Americans purchased homes at the fastest pace in nearly 11 years, as sales climbed 5.6 percent in November, but the Chicago area continued its slow recovery from the Great Recession.
The National Association of Realtors said Wednesday that sales of existing homes rose last month to a seasonally adjusted annual rate of 5.81 million units. Home sales were last this strong in December 2006, when properties sold at annual pace of 6.42 million.
In the nine-county Chicago area, sales of existing homes and condos were down 1.6 percent from a year ago, to 8,119 properties sold.

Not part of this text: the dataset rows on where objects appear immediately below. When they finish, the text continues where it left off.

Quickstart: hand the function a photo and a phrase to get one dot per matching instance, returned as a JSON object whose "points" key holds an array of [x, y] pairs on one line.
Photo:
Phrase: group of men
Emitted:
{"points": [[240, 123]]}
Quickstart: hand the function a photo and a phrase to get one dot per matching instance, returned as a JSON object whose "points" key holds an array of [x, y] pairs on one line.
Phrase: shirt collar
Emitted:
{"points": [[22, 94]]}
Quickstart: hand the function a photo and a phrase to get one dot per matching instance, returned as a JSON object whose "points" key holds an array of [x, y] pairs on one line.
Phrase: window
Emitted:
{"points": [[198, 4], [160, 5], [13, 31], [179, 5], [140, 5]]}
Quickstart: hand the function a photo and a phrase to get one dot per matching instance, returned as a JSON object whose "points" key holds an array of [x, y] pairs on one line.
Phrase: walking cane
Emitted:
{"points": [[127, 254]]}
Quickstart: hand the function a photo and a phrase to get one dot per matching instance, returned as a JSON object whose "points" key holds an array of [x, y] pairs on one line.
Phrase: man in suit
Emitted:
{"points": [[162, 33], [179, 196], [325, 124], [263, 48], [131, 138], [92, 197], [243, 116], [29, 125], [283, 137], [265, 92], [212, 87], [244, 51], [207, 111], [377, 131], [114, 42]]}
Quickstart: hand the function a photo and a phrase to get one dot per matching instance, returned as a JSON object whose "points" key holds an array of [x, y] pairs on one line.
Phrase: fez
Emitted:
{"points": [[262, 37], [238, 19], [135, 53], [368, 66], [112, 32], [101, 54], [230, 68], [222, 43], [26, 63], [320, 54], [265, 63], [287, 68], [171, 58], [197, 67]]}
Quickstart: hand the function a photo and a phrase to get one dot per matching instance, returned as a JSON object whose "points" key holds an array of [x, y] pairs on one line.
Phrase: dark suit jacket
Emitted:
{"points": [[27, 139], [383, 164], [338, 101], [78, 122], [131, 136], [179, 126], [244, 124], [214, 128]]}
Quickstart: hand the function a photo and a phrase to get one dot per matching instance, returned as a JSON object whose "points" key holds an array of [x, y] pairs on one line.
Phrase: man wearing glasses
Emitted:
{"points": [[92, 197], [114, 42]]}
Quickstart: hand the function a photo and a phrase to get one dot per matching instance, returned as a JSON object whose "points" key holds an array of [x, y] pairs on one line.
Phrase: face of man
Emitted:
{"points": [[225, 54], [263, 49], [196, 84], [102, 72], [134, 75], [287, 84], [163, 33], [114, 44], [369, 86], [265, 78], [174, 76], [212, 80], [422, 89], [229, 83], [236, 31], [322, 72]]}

The median price of $225,000 was 5.1 percent higher than in November 2016.
Within the city of Chicago, existing home sales and the median price both were relatively flat, with 1,923 homes sold at a median price of $259,500.
The strong national demand for buying homes is a sign of an increasingly vibrant economy after a steady, eight-year expansion. The unemployment rate has fallen to a 17-year low, while more people in the younger millennial generation appear to be forming their own households and looking for places to buy. Yet the demand has done little to resolve an increasing vulnerability of the U.S. real estate market as the number of listings has been declining on a yearly basis for two-and-a-half years.
The shortage is a concern, but not necessarily enough to derail the sales momentum.
"The housing market is on relatively stable ground, despite the ongoing inventory squeeze and difficult conditions for buyers at the lower ends of the market in particular," said Aaron Terrazas, a senior economist at the real estate company Zillow.
In November, there were 1.67 million properties for sale, a 9.7 percent decline from a year ago. There is only 3.4 months' supply of homes on the market, the lowest level ever tracked by the Realtors.
The limited inventory has caused home values to rise faster than wages. The median home sales price increased 5.8 percent from a year ago to $248,000 in November. That price increase is more than double the rise in average hourly earnings, meaning that some Americans may be priced out of homeownership.
Sales rose last month in the Northwest, Midwest and South. But they fell in the West, where homes cost more and the price appreciation has been the most extreme.
Offsetting some of the cost pressures have been relatively low mortgage rates.
The average rate on 30-year fixed-rate U.S. mortgages was 3.93 percent last week, slightly better than the 4.16 percent rate a year ago, according to mortgage buyer Freddie Mac.